Sparse-by-Design Cross-Modality Prediction: L0-Gated Representations for Reliable and Efficient Learning

arXiv cs.LG / 3/31/2026

💬 OpinionIdeas & Deep AnalysisModels & Research

Key Points

  • The paper proposes a unified, modality-agnostic sparsification method to make accuracy–efficiency trade-offs comparable across heterogeneous KDD modalities like graphs, text, and tabular data.
  • It introduces L0GM, which applies L0-style sparsity directly to learned, classifier-facing representations using feature-wise hard-concrete gating with an explicit knob controlling the active fraction of features.
  • An L0-annealing schedule is used to stabilize training and produce clearer, interpretable accuracy–sparsity Pareto frontiers.
  • Experiments on ogbn-products, Adult, and IMDB show competitive performance while activating fewer representation dimensions and improving probability calibration as measured by reduced Expected Calibration Error (ECE).

Abstract

Predictive systems increasingly span heterogeneous modalities such as graphs, language, and tabular records, but sparsity and efficiency remain modality-specific (graph edge or neighborhood sparsification, Transformer head or layer pruning, and separate tabular feature-selection pipelines).
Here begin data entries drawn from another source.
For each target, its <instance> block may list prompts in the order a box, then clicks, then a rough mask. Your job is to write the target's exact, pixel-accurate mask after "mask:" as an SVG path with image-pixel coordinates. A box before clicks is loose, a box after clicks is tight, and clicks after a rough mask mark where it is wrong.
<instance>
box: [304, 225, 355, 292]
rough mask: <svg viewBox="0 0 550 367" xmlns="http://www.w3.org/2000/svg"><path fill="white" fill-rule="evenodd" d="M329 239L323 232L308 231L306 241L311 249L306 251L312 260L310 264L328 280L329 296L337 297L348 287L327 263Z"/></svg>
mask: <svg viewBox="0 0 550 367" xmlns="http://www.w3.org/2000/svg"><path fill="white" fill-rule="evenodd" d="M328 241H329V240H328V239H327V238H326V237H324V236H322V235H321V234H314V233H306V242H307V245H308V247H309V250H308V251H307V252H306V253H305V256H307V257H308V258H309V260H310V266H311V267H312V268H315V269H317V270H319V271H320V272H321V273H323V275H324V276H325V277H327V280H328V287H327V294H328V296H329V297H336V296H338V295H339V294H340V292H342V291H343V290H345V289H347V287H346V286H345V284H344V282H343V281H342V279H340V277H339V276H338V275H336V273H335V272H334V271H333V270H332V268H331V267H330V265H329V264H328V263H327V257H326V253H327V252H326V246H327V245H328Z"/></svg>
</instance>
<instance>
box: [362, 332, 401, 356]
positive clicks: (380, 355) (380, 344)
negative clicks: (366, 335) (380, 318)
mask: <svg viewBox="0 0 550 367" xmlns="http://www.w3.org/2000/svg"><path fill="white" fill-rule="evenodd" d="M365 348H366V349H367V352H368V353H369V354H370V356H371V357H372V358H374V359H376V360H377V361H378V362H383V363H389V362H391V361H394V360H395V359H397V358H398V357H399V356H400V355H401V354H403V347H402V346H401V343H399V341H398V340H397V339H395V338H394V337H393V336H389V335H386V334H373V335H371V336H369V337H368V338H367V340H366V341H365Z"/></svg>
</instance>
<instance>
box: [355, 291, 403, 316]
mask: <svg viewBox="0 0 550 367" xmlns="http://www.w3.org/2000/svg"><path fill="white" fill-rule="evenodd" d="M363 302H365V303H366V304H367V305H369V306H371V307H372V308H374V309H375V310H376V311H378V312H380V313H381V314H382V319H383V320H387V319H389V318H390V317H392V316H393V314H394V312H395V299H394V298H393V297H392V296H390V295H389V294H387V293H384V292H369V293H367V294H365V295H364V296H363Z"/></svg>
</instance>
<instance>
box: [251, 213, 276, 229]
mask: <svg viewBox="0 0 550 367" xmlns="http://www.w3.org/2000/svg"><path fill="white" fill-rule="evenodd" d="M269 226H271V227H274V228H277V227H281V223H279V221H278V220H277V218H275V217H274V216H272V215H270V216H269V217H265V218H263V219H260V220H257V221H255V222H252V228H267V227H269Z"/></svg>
This fragmentation makes results hard to compare, complicates deployment, and weakens reliability analysis across end-to-end KDD pipelines. A unified sparsification primitive would make accuracy-efficiency trade-offs comparable across modalities and enable controlled reliability analysis under representation compression. We ask whether a single representation-level mechanism can yield comparable accuracy-efficiency trade-offs across modalities while preserving or improving probability calibration. We propose L0-Gated Cross-Modality Learning (L0GM), a modality-agnostic, feature-wise hard-concrete gating framework that enforces L0-style sparsity directly on learned representations. L0GM attaches hard-concrete stochastic gates to each modality's classifier-facing interface: node embeddings (GNNs), pooled sequence embeddings such as CLS (Transformers), and learned tabular embedding vectors (tabular models). This yields end-to-end trainable sparsification with an explicit control knob for the active feature fraction. To stabilize optimization and make trade-offs interpretable, we introduce an L0-annealing schedule that induces clear accuracy-sparsity Pareto frontiers. Across three public benchmarks (ogbn-products, Adult, IMDB), L0GM achieves competitive predictive performance while activating fewer representation dimensions, and it reduces Expected Calibration Error (ECE) in our evaluation. Overall, L0GM establishes a modality-agnostic, reproducible sparsification primitive that supports comparable accuracy, efficiency, and calibration trade-off analysis across heterogeneous modalities.